Sifflant sous la contrainte, j'ouvre les yeux pour voir ma posture dans le miroir.Oh, c'est vrai que ma jambe n'est pas tout à fait droite...
— Les pointes ! exige sévèrement l'homme.
Je fronce les sourcils, déstabilisée par son attention soudaine. Alors après Hyacinthe c'est à moi qu'il s'attaque, hein ? C'est bien ma journée.
— Tendez-les !
Comme si ce n'était pas précisément ce que je suis en train d'essayer de faire ! C'est difficile merde !
À bout de forces, je relâche mes efforts et abat ma jambe engourdit sur sol dans un bruit sourd.
— Eh bien, on abandonne déjà ? critique le professeur en portant une main à son menton.
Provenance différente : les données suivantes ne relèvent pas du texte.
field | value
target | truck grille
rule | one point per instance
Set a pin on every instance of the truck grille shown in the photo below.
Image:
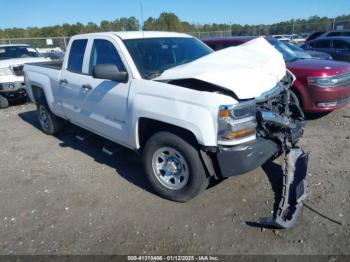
(18, 70)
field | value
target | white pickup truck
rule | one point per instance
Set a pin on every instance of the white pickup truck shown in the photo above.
(194, 114)
(12, 59)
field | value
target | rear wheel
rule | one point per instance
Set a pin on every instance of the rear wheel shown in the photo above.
(50, 124)
(4, 103)
(173, 167)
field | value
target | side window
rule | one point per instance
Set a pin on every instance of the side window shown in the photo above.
(323, 44)
(104, 52)
(76, 56)
(338, 44)
(334, 34)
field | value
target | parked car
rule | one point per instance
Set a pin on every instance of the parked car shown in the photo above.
(172, 98)
(283, 38)
(12, 58)
(301, 53)
(335, 33)
(338, 47)
(314, 35)
(54, 55)
(321, 85)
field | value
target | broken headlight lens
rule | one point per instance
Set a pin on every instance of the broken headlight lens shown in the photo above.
(327, 81)
(237, 124)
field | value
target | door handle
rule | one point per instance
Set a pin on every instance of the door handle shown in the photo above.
(86, 87)
(64, 81)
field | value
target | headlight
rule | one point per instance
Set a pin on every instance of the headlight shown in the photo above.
(237, 124)
(5, 71)
(328, 81)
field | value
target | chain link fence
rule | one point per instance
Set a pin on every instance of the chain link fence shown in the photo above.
(302, 29)
(39, 42)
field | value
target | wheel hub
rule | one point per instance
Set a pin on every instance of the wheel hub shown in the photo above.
(170, 168)
(173, 166)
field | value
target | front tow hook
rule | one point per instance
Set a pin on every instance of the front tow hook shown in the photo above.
(294, 191)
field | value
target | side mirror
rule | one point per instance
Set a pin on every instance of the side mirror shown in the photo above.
(110, 72)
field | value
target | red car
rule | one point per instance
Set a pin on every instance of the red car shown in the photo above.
(320, 85)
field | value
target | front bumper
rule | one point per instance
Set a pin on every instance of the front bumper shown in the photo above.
(240, 159)
(13, 90)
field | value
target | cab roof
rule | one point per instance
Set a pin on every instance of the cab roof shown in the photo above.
(8, 45)
(141, 34)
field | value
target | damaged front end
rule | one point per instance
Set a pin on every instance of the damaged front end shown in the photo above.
(281, 119)
(254, 131)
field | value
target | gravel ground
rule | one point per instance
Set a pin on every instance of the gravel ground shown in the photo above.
(62, 196)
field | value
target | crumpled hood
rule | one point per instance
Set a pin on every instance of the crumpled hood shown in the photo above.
(248, 70)
(21, 61)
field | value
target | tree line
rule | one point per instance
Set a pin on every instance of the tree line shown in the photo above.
(171, 22)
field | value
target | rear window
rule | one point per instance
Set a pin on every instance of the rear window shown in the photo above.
(104, 52)
(338, 44)
(76, 56)
(334, 34)
(323, 44)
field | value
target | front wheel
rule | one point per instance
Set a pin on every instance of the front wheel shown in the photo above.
(50, 124)
(173, 167)
(4, 103)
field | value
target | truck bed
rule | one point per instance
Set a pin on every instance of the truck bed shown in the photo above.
(50, 64)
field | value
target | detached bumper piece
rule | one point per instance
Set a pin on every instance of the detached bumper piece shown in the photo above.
(294, 191)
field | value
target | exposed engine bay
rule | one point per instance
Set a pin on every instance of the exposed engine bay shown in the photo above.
(280, 118)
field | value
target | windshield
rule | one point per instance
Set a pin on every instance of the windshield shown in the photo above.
(287, 53)
(153, 56)
(10, 52)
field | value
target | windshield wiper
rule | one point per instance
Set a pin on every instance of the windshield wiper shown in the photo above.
(154, 74)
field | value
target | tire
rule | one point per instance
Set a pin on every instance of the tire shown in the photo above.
(49, 123)
(173, 167)
(4, 103)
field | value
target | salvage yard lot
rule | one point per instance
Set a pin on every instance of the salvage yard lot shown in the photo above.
(62, 196)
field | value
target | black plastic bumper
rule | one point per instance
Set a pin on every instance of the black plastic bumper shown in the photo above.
(243, 158)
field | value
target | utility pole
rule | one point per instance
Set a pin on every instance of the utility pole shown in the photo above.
(141, 9)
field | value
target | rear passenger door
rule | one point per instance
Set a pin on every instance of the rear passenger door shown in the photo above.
(104, 107)
(71, 78)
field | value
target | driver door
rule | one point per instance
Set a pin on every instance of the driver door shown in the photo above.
(104, 107)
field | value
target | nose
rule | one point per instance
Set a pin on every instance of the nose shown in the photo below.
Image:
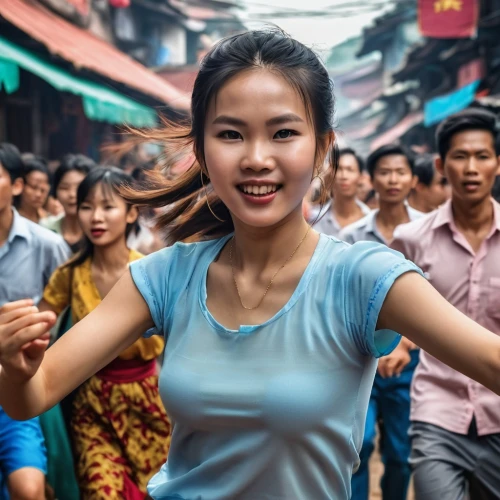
(97, 215)
(393, 178)
(258, 157)
(471, 166)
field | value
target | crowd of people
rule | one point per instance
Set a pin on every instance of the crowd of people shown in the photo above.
(67, 238)
(275, 391)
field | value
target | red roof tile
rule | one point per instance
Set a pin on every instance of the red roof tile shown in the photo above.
(84, 50)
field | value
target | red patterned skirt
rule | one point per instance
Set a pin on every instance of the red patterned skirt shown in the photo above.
(121, 432)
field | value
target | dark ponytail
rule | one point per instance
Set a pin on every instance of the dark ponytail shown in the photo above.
(193, 210)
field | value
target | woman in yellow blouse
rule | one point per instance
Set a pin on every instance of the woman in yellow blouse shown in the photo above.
(117, 414)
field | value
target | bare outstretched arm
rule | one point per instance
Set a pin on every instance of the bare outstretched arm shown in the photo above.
(417, 311)
(120, 319)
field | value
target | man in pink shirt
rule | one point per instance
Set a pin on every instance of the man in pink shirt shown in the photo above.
(455, 421)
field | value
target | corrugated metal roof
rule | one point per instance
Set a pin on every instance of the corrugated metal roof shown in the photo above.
(84, 50)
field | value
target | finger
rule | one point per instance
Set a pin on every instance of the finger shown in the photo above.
(16, 325)
(10, 316)
(10, 306)
(390, 368)
(382, 368)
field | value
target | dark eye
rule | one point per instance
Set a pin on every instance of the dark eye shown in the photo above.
(230, 135)
(284, 134)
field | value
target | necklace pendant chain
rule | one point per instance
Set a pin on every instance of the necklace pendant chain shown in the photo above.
(272, 279)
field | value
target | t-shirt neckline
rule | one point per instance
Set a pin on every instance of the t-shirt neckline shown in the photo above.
(247, 329)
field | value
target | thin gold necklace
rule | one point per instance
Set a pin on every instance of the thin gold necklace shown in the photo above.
(272, 279)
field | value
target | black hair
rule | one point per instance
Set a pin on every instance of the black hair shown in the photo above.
(191, 206)
(112, 179)
(350, 151)
(388, 150)
(35, 163)
(468, 119)
(72, 163)
(10, 160)
(495, 192)
(425, 169)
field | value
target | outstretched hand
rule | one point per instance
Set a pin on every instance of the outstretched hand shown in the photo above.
(24, 337)
(394, 363)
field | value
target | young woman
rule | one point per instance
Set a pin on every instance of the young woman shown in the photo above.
(272, 330)
(67, 178)
(117, 414)
(36, 177)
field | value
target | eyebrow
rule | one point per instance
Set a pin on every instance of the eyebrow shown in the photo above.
(463, 151)
(277, 120)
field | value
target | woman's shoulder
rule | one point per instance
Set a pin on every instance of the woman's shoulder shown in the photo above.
(360, 255)
(182, 256)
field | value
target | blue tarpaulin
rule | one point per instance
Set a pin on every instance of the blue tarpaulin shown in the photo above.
(441, 107)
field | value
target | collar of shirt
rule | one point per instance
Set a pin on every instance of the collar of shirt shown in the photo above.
(19, 228)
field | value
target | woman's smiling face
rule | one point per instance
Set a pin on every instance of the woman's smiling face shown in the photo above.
(260, 148)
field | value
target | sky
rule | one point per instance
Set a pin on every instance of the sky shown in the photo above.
(320, 33)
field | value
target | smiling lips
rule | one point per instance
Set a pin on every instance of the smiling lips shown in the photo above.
(97, 232)
(258, 190)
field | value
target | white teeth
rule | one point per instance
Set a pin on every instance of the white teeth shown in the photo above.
(259, 190)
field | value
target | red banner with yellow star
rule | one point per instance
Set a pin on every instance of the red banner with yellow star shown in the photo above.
(448, 18)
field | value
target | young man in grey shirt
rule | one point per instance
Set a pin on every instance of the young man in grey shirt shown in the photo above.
(391, 170)
(28, 256)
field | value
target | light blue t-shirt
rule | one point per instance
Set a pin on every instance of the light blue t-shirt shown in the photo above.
(273, 411)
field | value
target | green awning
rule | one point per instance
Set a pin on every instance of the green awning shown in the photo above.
(99, 102)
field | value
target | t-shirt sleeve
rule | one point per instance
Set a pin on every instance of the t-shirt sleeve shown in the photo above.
(151, 276)
(347, 236)
(57, 291)
(370, 270)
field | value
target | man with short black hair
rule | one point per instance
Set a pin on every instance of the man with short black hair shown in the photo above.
(28, 256)
(432, 188)
(455, 426)
(345, 208)
(391, 170)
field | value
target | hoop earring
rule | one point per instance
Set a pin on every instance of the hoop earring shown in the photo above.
(323, 185)
(206, 196)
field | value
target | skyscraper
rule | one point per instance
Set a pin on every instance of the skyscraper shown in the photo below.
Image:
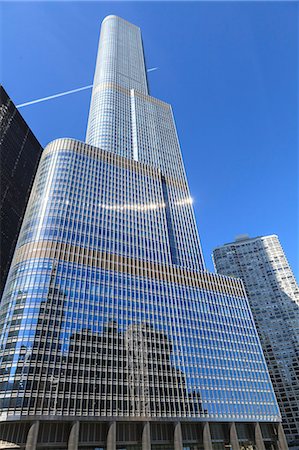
(19, 156)
(274, 299)
(114, 335)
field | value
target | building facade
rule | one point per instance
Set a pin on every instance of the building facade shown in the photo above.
(113, 334)
(273, 295)
(19, 156)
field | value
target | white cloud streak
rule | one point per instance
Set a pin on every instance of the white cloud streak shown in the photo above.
(50, 97)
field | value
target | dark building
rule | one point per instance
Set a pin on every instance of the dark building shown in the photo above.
(20, 152)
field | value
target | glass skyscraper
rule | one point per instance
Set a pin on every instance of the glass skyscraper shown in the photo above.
(273, 294)
(113, 333)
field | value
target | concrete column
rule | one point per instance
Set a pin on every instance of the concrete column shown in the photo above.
(282, 442)
(233, 437)
(177, 436)
(32, 436)
(111, 436)
(259, 441)
(207, 440)
(74, 436)
(146, 436)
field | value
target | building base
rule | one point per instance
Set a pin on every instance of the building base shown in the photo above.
(135, 434)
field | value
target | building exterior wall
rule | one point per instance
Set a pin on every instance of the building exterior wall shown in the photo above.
(108, 316)
(274, 299)
(19, 156)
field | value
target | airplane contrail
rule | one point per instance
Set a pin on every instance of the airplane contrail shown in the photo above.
(61, 94)
(54, 96)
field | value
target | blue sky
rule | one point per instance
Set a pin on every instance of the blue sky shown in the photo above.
(230, 71)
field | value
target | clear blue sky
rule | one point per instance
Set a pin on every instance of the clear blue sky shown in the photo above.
(230, 71)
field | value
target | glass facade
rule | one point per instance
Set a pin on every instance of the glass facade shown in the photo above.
(98, 321)
(273, 294)
(108, 310)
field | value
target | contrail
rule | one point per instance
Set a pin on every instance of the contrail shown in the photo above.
(61, 94)
(54, 96)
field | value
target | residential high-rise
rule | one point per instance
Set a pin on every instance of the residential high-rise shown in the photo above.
(274, 299)
(114, 335)
(19, 156)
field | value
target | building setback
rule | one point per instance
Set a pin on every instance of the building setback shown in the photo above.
(274, 299)
(114, 335)
(19, 156)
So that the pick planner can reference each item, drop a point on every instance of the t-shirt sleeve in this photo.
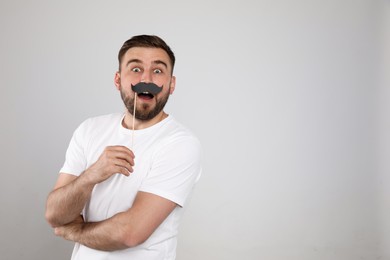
(175, 170)
(75, 160)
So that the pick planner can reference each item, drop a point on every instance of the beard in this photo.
(144, 111)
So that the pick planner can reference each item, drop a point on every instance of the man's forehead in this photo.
(146, 54)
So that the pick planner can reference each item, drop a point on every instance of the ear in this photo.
(173, 85)
(117, 80)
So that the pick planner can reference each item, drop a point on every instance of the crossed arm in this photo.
(123, 230)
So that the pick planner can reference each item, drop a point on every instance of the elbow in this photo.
(49, 216)
(133, 238)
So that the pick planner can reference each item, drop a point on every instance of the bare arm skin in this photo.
(65, 202)
(123, 230)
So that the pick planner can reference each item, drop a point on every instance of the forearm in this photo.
(107, 235)
(65, 204)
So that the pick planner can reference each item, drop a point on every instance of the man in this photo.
(127, 177)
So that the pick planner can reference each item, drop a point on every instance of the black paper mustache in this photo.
(146, 87)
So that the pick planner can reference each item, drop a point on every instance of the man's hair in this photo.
(148, 41)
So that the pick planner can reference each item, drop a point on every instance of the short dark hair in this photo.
(149, 41)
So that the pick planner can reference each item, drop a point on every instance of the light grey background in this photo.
(289, 98)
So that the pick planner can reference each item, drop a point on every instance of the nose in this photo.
(146, 77)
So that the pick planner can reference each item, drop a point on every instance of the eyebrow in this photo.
(154, 62)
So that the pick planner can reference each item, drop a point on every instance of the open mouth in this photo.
(145, 95)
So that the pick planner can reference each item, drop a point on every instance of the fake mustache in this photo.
(143, 87)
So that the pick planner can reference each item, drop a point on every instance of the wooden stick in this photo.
(132, 133)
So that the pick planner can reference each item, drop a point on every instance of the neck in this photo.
(141, 124)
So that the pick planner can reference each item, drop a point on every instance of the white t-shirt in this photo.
(167, 163)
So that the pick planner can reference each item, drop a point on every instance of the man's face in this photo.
(141, 64)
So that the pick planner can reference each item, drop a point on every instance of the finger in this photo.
(124, 163)
(123, 156)
(122, 170)
(123, 150)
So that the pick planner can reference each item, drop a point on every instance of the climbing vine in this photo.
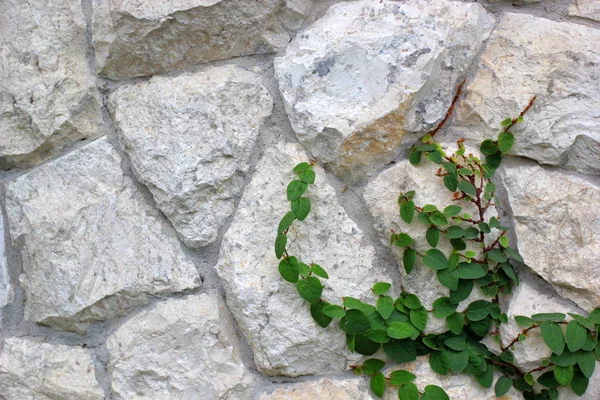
(480, 257)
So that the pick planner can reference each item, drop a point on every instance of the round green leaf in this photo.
(310, 289)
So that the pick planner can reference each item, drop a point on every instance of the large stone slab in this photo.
(273, 317)
(368, 72)
(48, 98)
(190, 140)
(43, 371)
(556, 222)
(92, 246)
(182, 348)
(147, 38)
(381, 196)
(556, 61)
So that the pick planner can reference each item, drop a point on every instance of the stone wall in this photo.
(145, 148)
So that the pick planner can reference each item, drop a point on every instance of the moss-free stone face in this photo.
(92, 246)
(33, 370)
(149, 37)
(48, 98)
(369, 72)
(190, 140)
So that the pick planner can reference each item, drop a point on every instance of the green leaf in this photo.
(403, 240)
(438, 361)
(378, 384)
(586, 362)
(512, 253)
(289, 269)
(400, 377)
(553, 336)
(415, 157)
(418, 318)
(373, 366)
(433, 392)
(478, 310)
(455, 323)
(437, 218)
(310, 289)
(286, 222)
(409, 391)
(557, 317)
(317, 270)
(442, 307)
(471, 271)
(467, 188)
(401, 330)
(576, 336)
(301, 208)
(488, 147)
(594, 316)
(401, 351)
(451, 182)
(280, 243)
(381, 288)
(452, 211)
(458, 360)
(355, 322)
(316, 311)
(448, 278)
(307, 176)
(465, 287)
(456, 343)
(435, 260)
(351, 302)
(408, 259)
(505, 141)
(407, 211)
(432, 236)
(385, 306)
(563, 375)
(524, 322)
(334, 311)
(412, 301)
(296, 189)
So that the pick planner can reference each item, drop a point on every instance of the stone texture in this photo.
(273, 317)
(190, 140)
(556, 218)
(92, 247)
(586, 9)
(43, 371)
(368, 72)
(330, 389)
(182, 348)
(381, 196)
(559, 63)
(145, 38)
(47, 95)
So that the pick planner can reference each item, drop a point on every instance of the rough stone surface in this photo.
(182, 348)
(330, 389)
(91, 245)
(47, 95)
(43, 371)
(190, 139)
(585, 9)
(556, 217)
(274, 318)
(528, 300)
(146, 38)
(381, 196)
(368, 72)
(559, 63)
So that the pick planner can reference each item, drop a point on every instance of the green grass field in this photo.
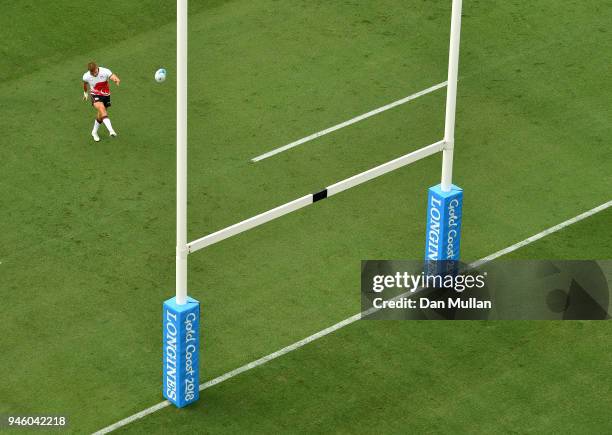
(87, 230)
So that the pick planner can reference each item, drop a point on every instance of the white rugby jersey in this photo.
(98, 85)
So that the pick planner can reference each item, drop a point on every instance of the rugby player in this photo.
(96, 78)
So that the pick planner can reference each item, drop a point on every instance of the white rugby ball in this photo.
(160, 75)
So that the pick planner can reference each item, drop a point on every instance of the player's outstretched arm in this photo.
(116, 79)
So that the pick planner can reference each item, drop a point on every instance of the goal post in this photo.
(181, 314)
(445, 200)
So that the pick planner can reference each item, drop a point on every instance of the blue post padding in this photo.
(181, 378)
(444, 211)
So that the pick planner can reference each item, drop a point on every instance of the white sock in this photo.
(109, 126)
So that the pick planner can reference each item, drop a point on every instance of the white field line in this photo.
(349, 122)
(347, 321)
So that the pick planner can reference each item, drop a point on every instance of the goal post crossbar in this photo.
(309, 199)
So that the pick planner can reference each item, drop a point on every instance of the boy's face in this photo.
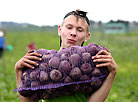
(73, 31)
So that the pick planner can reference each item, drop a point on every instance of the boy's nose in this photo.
(73, 33)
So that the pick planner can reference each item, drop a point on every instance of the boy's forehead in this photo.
(75, 20)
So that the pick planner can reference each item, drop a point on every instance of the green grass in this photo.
(122, 47)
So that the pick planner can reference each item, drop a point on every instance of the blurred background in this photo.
(33, 24)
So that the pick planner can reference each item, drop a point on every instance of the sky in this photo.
(51, 12)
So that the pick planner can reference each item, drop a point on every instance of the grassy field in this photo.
(123, 48)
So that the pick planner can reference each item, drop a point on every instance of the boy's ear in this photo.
(59, 30)
(87, 37)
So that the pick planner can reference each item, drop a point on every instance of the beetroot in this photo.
(68, 71)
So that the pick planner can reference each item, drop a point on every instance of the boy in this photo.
(74, 30)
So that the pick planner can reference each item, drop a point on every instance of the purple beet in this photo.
(96, 72)
(43, 76)
(96, 82)
(75, 60)
(86, 68)
(35, 84)
(68, 79)
(65, 67)
(44, 66)
(84, 78)
(55, 75)
(34, 75)
(75, 73)
(81, 50)
(86, 57)
(54, 62)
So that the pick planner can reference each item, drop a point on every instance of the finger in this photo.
(102, 60)
(28, 65)
(33, 58)
(30, 62)
(35, 54)
(103, 52)
(104, 65)
(102, 56)
(30, 51)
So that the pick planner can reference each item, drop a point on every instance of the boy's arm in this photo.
(102, 93)
(26, 61)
— Ce n'est pas dans mes capacités... avoué-je à voix basse.
— Oh ce n'est pas une question de capacité, corrige-t-il. C'est une question d'entraînement et de volonté.
— Eh ben j'ai pas d'entraînement ! C'est que ma deuxième séance de danse je vous ferais remarquer.
— C'est votre deuxième semaine vous voulez dire, reprend-t-il froidement. L'entraînement doit être journalier, vous n'arriverai jamais à rien si vous vous contentez de nos courtes séances.
Les joues rouges, je suis à deux doigts de lui rétorquer que la danse n'est vraiment pas ma principale préoccupation ici. Pour qui il se prend lui ?!
— En outre, je pensais que vous possédiez un peu plus de courage.
Je serre les dents, la référence ne m'échappe pas.
Ah oui, il s'attaque à ça maintenant ? Je baisse les yeux pour répondre, bouillonnant d'une rage profonde.
— Ce n'est pas la même chose.
— C'est tout à fait la même chose, fait-il sévèrement. Si vous êtes capable de vous révolter contre un garçon, vous devez bien être capable de vous révolter contre votre propre corps.
Sa voix se fait murmure, ça n'a rien de rassurant.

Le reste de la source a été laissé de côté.